YoshitakaMo / localcolabfold

ColabFold on your local PC
MIT License
610 stars 135 forks source link

Question: LocalColabFold failed on CPU mode #238

Closed Immortals-33 closed 1 month ago

Immortals-33 commented 5 months ago

Hello, thanks for making ColabFold to be run locally! I'm running into some issues when trying to running colabfold_batch on CPU.

What is your installation issue? The installation went successful (no error messages indicated), but failed in a CPU mode when running colabfold_batch. The main problem might arises from the `jax

Computational environment

To Reproduce

Steps to reproduce the behavior:

Traceback (most recent call last):
  File "/dssg/home/acct-clschf/clschf/zzq/localcolabfold/colabfold-conda/lib/python3.10/site-packages/colabfold/batch.py", line 1283, in run
    jax.tools.colab_tpu.setup_tpu()
  File "/dssg/home/acct-clschf/clschf/zzq/localcolabfold/colabfold-conda/lib/python3.10/site-packages/jax/tools/colab_tpu.py", line 20, in setup_tpu
    raise RuntimeError(
RuntimeError: jax.tools.colab_tpu.setup_tpu() was required for older JAX versions running on older generations of TPUs, and should no longer be used.
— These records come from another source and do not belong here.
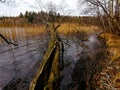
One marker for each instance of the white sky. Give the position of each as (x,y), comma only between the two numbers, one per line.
(13,9)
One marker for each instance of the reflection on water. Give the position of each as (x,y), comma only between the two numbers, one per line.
(18,64)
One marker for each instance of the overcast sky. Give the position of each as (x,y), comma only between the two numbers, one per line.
(13,9)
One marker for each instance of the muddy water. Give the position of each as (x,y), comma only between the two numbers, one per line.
(18,64)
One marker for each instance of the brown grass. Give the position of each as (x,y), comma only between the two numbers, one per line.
(113,43)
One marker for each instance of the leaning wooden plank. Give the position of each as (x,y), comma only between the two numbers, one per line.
(48,72)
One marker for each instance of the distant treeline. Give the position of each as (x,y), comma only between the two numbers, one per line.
(33,18)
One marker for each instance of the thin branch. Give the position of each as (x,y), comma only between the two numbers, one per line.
(7,40)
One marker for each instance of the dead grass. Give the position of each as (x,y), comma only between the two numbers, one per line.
(68,28)
(113,43)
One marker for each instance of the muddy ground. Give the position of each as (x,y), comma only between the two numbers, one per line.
(18,64)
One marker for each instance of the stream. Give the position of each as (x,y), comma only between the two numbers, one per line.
(18,64)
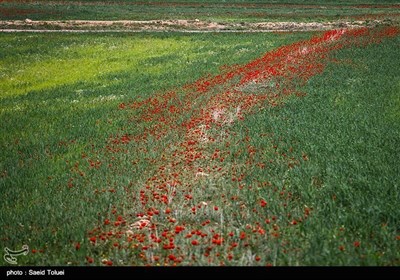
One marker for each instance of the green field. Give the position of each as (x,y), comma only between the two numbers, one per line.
(245,149)
(221,11)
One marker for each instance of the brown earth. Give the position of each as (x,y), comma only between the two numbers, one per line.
(178,25)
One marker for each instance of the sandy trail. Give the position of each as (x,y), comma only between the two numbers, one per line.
(174,25)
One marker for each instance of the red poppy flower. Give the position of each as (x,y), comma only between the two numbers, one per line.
(195,242)
(263,203)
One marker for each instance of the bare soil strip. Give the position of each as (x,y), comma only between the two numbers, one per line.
(174,25)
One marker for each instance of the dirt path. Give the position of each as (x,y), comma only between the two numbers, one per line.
(173,25)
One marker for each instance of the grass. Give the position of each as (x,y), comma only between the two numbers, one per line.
(114,163)
(50,118)
(236,11)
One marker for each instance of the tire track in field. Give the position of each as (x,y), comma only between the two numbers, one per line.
(188,26)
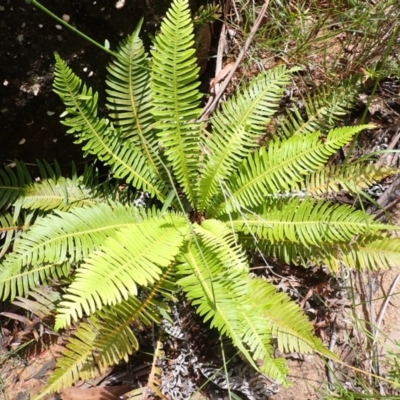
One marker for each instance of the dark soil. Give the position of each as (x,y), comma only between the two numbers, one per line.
(29,110)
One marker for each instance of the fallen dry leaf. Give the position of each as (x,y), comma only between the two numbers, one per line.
(102,393)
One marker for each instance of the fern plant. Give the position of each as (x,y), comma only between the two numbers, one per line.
(221,196)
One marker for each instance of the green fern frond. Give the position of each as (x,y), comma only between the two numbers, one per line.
(116,339)
(351,178)
(304,221)
(322,110)
(135,256)
(11,227)
(107,338)
(44,303)
(77,360)
(283,318)
(238,126)
(59,238)
(8,229)
(101,138)
(62,195)
(217,236)
(176,99)
(370,252)
(129,98)
(279,168)
(17,282)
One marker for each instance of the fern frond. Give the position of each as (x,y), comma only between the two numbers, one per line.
(237,126)
(370,252)
(101,138)
(215,290)
(351,178)
(217,236)
(12,184)
(44,303)
(108,338)
(62,195)
(129,97)
(59,238)
(305,221)
(175,94)
(322,110)
(18,282)
(77,360)
(284,319)
(135,256)
(279,168)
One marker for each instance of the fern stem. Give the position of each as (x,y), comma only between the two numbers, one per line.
(78,32)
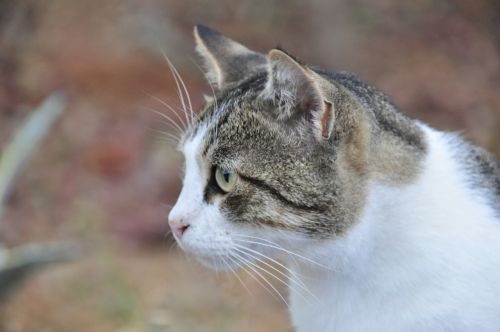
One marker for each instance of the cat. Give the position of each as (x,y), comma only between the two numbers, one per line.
(381,222)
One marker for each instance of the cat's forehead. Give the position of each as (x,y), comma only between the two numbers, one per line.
(229,116)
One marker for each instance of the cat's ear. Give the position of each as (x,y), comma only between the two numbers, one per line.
(226,61)
(300,91)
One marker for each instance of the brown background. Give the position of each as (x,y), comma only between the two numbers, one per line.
(106,177)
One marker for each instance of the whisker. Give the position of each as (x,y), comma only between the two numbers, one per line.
(298,282)
(178,84)
(162,133)
(210,84)
(278,247)
(170,122)
(249,264)
(170,108)
(236,274)
(244,268)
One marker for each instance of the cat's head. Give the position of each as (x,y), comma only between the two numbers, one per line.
(277,157)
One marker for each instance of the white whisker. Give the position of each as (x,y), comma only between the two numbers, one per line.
(169,122)
(178,83)
(278,247)
(249,264)
(170,108)
(235,273)
(297,281)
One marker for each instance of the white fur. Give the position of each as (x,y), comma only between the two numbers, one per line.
(423,257)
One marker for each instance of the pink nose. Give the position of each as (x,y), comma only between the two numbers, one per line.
(178,227)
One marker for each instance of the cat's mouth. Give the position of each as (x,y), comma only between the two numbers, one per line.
(225,261)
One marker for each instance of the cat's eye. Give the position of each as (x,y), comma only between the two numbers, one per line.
(226,180)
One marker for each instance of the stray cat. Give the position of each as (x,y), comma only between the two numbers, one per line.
(383,223)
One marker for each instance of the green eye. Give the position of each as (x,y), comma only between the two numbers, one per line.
(226,180)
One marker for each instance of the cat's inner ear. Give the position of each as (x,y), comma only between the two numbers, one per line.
(226,61)
(300,92)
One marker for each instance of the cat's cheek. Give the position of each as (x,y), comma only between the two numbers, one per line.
(207,238)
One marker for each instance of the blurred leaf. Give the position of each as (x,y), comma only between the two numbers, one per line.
(26,141)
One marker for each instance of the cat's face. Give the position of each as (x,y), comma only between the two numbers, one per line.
(268,162)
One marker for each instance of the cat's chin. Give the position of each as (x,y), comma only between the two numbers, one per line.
(218,262)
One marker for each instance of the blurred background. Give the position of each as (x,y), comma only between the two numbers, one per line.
(105,176)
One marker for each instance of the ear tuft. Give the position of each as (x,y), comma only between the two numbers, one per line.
(226,61)
(299,91)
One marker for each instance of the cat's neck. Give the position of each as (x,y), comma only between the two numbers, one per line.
(411,239)
(399,221)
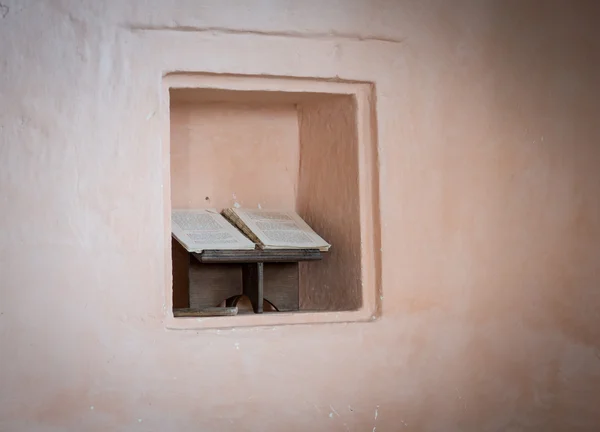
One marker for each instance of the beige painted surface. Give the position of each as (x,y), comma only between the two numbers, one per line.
(488,138)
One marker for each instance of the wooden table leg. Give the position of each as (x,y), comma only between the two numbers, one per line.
(252,284)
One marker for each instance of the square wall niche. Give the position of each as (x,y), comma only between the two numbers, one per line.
(300,144)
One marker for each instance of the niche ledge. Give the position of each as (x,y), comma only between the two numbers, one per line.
(292,143)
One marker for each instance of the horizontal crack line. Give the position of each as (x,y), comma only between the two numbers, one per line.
(292,34)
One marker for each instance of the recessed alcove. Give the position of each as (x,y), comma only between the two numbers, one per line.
(304,145)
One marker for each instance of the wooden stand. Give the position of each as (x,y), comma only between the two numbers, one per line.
(207,279)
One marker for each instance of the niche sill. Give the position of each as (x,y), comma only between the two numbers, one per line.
(207,165)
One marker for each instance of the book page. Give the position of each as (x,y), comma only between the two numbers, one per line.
(199,230)
(281,229)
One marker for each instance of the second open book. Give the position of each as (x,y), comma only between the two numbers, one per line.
(243,229)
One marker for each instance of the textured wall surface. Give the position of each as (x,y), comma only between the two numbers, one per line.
(490,210)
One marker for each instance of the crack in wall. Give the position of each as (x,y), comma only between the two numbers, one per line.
(289,34)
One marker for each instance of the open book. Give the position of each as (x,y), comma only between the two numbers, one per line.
(273,229)
(199,230)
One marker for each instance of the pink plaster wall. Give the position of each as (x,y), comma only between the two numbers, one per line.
(489,155)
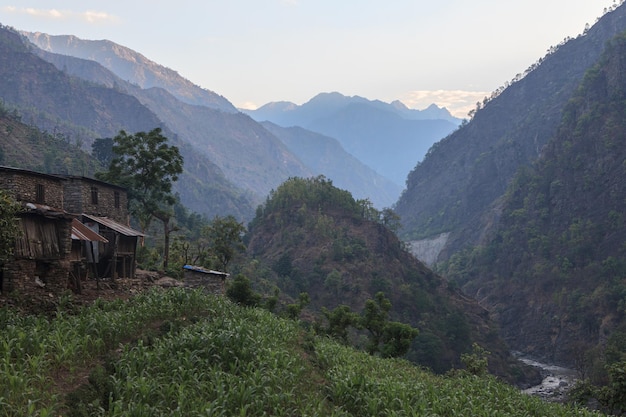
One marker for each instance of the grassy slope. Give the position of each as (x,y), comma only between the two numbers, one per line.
(183,353)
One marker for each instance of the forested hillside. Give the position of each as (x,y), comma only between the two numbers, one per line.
(78,112)
(456,185)
(554,269)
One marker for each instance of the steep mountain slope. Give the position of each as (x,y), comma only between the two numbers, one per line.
(80,111)
(390,138)
(316,238)
(554,271)
(248,155)
(24,146)
(132,67)
(453,188)
(325,156)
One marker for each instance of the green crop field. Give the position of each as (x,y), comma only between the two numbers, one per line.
(185,353)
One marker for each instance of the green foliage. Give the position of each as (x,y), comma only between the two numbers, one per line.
(211,357)
(293,310)
(9,225)
(477,362)
(102,150)
(339,321)
(147,166)
(225,239)
(389,339)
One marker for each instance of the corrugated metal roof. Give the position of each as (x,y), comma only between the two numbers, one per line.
(82,232)
(112,224)
(204,270)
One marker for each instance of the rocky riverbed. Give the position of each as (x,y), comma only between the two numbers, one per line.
(557,381)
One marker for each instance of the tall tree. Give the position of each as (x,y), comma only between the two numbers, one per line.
(147,166)
(9,226)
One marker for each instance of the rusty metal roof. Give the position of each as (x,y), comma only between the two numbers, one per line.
(112,224)
(82,232)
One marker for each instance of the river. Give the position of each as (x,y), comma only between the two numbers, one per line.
(557,381)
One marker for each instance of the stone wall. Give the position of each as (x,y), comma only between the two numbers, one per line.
(23,186)
(28,275)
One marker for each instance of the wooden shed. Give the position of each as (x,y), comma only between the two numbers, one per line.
(116,257)
(199,277)
(41,255)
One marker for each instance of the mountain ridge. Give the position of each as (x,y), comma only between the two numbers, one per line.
(371,130)
(456,186)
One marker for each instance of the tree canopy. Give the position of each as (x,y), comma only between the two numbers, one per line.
(147,166)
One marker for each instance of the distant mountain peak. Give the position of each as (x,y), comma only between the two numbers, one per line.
(131,66)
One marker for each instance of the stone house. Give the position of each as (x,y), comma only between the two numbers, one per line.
(54,251)
(99,198)
(198,277)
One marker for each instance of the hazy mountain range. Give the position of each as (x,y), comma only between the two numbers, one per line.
(525,198)
(245,151)
(372,131)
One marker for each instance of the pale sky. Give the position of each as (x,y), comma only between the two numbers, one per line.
(252,52)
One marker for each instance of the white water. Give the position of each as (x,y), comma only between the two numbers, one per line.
(556,381)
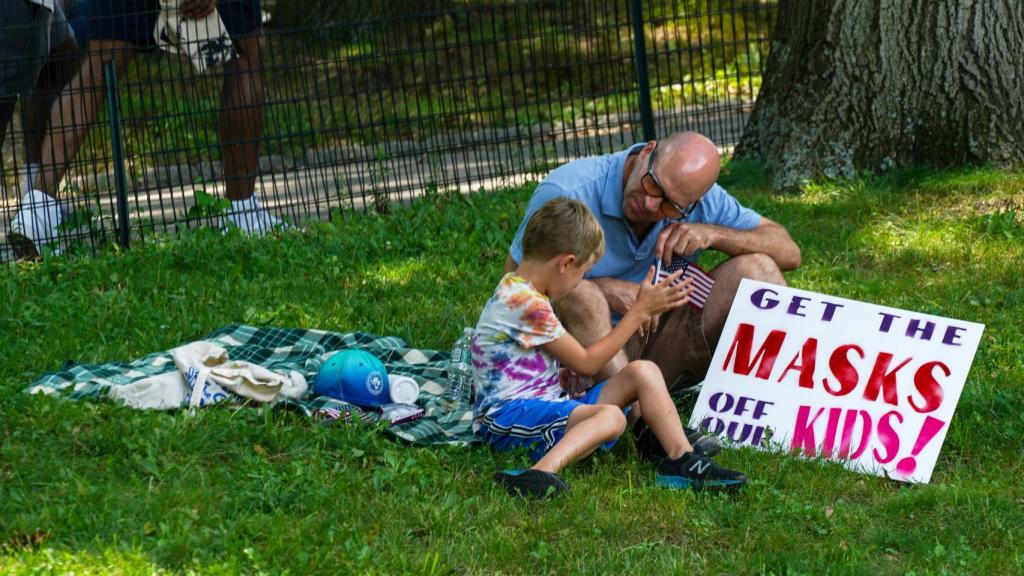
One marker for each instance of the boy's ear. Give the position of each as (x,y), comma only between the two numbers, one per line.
(564,261)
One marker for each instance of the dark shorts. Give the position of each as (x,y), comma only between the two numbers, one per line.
(133,21)
(678,346)
(25,46)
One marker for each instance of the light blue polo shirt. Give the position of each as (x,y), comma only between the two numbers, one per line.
(597,181)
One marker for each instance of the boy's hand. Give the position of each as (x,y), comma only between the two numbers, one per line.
(654,299)
(573,383)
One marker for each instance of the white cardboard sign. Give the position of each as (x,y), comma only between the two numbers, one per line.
(871,386)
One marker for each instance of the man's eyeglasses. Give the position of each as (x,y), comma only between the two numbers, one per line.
(652,188)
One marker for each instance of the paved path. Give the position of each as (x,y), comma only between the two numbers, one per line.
(349,176)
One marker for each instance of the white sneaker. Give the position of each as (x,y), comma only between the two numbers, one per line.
(251,217)
(35,224)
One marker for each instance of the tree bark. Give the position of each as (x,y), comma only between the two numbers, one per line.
(868,85)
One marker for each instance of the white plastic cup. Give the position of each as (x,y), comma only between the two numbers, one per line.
(403,389)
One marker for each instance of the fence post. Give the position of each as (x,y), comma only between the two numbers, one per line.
(117,146)
(643,80)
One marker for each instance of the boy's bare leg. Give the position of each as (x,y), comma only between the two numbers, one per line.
(75,111)
(241,122)
(641,380)
(588,427)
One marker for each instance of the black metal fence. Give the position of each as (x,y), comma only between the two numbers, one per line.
(357,114)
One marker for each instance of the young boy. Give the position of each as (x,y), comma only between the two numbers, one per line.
(519,342)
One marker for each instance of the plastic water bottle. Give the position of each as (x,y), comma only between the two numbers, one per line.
(460,370)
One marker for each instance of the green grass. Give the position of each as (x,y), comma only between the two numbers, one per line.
(96,489)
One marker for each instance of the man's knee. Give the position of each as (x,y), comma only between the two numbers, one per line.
(645,372)
(756,266)
(612,418)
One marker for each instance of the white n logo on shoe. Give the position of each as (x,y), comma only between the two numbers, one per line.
(699,466)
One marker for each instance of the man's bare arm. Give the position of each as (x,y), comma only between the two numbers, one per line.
(769,238)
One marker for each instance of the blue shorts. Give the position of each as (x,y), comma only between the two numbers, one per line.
(133,21)
(534,423)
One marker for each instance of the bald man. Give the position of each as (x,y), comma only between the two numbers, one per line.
(659,200)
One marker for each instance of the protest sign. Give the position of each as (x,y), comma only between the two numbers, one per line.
(871,386)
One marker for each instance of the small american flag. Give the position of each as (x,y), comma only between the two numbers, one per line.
(702,281)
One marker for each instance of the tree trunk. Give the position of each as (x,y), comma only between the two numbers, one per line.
(855,85)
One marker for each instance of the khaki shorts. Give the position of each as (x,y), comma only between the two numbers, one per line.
(678,346)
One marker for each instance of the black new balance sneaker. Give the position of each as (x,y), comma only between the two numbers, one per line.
(530,483)
(694,471)
(650,449)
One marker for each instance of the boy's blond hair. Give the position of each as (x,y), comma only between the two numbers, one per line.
(563,225)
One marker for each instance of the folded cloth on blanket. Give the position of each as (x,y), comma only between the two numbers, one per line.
(281,352)
(206,375)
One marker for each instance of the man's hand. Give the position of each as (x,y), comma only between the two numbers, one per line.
(683,240)
(196,9)
(574,384)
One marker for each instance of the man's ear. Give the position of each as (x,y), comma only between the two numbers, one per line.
(564,261)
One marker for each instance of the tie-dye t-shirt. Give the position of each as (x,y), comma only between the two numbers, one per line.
(508,360)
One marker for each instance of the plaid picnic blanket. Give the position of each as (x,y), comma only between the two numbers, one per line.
(286,350)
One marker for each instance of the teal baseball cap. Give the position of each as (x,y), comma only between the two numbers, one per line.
(354,376)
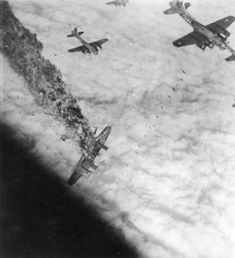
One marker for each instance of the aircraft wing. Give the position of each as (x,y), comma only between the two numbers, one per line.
(98,42)
(190,39)
(82,167)
(77,49)
(102,137)
(222,24)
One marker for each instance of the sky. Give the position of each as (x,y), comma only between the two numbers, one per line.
(167,179)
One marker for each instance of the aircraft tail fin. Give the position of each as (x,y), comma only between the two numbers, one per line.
(170,11)
(231,58)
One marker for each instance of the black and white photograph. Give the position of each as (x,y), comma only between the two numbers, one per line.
(117,129)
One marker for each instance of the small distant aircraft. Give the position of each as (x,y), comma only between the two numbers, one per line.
(214,34)
(86,48)
(87,161)
(118,2)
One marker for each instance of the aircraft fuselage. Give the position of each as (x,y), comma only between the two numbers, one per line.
(197,26)
(90,48)
(214,38)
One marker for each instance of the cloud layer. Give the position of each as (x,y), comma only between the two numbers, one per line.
(167,179)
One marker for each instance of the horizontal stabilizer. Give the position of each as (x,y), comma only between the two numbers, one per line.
(230,58)
(170,11)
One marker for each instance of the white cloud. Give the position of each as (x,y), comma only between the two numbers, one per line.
(171,158)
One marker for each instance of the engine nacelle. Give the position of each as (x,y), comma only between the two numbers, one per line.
(202,46)
(210,44)
(100,145)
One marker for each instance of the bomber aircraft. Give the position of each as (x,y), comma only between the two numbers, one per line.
(118,2)
(214,34)
(86,162)
(86,48)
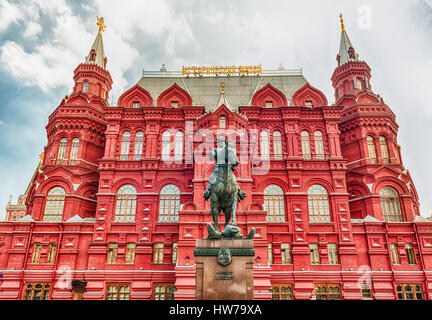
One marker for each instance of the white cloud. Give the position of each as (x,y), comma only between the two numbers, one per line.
(32,29)
(9,13)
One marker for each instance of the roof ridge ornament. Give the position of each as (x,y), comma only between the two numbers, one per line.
(101,24)
(342,23)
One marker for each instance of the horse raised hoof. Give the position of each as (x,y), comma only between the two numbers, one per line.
(206,194)
(232,232)
(213,234)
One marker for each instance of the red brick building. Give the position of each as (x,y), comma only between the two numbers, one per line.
(116,205)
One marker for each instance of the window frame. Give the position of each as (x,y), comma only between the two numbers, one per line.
(165,285)
(327,293)
(118,286)
(45,290)
(278,291)
(274,195)
(318,205)
(414,292)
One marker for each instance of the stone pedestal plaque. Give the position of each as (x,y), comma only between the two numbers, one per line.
(224,269)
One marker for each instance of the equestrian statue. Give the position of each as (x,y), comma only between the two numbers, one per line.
(224,192)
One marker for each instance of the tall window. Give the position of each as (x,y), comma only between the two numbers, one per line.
(270,253)
(371,149)
(130,253)
(37,291)
(178,146)
(409,291)
(328,291)
(112,253)
(384,149)
(314,253)
(36,252)
(318,205)
(222,122)
(139,137)
(124,152)
(163,291)
(410,254)
(390,205)
(74,151)
(394,253)
(277,145)
(62,150)
(117,291)
(357,84)
(169,203)
(158,253)
(126,204)
(305,145)
(54,204)
(174,253)
(319,145)
(332,253)
(274,203)
(52,252)
(281,291)
(286,253)
(166,137)
(265,145)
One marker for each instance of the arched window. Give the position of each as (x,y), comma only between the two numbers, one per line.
(125,146)
(277,145)
(371,149)
(169,203)
(222,122)
(265,145)
(166,137)
(384,149)
(357,84)
(139,137)
(305,145)
(74,151)
(319,145)
(318,204)
(54,204)
(274,203)
(390,205)
(62,150)
(126,204)
(178,146)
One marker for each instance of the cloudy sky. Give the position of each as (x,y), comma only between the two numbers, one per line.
(42,41)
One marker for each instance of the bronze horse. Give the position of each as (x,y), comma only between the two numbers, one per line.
(223,190)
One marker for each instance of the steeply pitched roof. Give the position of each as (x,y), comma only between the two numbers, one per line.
(99,51)
(205,91)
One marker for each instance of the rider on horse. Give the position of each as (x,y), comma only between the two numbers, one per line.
(224,154)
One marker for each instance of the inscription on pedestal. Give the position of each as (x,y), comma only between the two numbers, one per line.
(224,275)
(224,269)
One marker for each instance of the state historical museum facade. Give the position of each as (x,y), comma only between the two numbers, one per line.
(116,204)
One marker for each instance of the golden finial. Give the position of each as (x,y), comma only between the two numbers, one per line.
(342,25)
(101,24)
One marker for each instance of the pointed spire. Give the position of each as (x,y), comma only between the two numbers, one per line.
(222,98)
(346,49)
(97,53)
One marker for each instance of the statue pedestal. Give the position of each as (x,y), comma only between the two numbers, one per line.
(224,269)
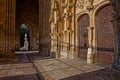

During handling of the above exception, another exception occurred:

Traceback (most recent call last):
  File "/dssg/home/acct-clschf/clschf/zzq/localcolabfold/colabfold-conda/lib/python3.10/site-packages/jax/_src/xla_bridge.py", line 874, in backends
    backend = _init_backend(platform)
  File "/dssg/home/acct-clschf/clschf/zzq/localcolabfold/colabfold-conda/lib/python3.10/site-packages/jax/_src/xla_bridge.py", line 965, in _init_backend
    backend = registration.factory()
  File "/dssg/home/acct-clschf/clschf/zzq/localcolabfold/colabfold-conda/lib/python3.10/site-packages/jax/_src/xla_bridge.py", line 663, in factory
    return xla_client.make_c_api_client(plugin_name, updated_options, None)
  File "/dssg/home/acct-clschf/clschf/zzq/localcolabfold/colabfold-conda/lib/python3.10/site-packages/jaxlib/xla_client.py", line 199, in make_c_api_client
    return _xla.get_c_api_client(plugin_name, options, distributed_client)
jaxlib.xla_extension.XlaRuntimeError: FAILED_PRECONDITION: No visible GPU devices.

During handling of the above exception, another exception occurred:

Traceback (most recent call last):
  File "/dssg/home/acct-clschf/clschf/zzq/localcolabfold/colabfold-conda/bin/colabfold_batch", line 8, in <module>
    sys.exit(main())
  File "/dssg/home/acct-clschf/clschf/zzq/localcolabfold/colabfold-conda/lib/python3.10/site-packages/colabfold/batch.py", line 2048, in main
    run(
  File "/dssg/home/acct-clschf/clschf/zzq/localcolabfold/colabfold-conda/lib/python3.10/site-packages/colabfold/batch.py", line 1288, in run
    if jax.local_devices()[0].platform == 'cpu':
  File "/dssg/home/acct-clschf/clschf/zzq/localcolabfold/colabfold-conda/lib/python3.10/site-packages/jax/_src/xla_bridge.py", line 1135, in local_devices
    process_index = get_backend(backend).process_index()
  File "/dssg/home/acct-clschf/clschf/zzq/localcolabfold/colabfold-conda/lib/python3.10/site-packages/jax/_src/xla_bridge.py", line 1011, in get_backend
    return _get_backend_uncached(platform)
  File "/dssg/home/acct-clschf/clschf/zzq/localcolabfold/colabfold-conda/lib/python3.10/site-packages/jax/_src/xla_bridge.py", line 990, in _get_backend_uncached
    bs = backends()
  File "/dssg/home/acct-clschf/clschf/zzq/localcolabfold/colabfold-conda/lib/python3.10/site-packages/jax/_src/xla_bridge.py", line 890, in backends
    raise RuntimeError(err_msg)
RuntimeError: Unable to initialize backend 'cuda': FAILED_PRECONDITION: No visible GPU devices. (you may need to uninstall the failing plugin package, or set JAX_PLATFORMS=cpu to skip this backend.)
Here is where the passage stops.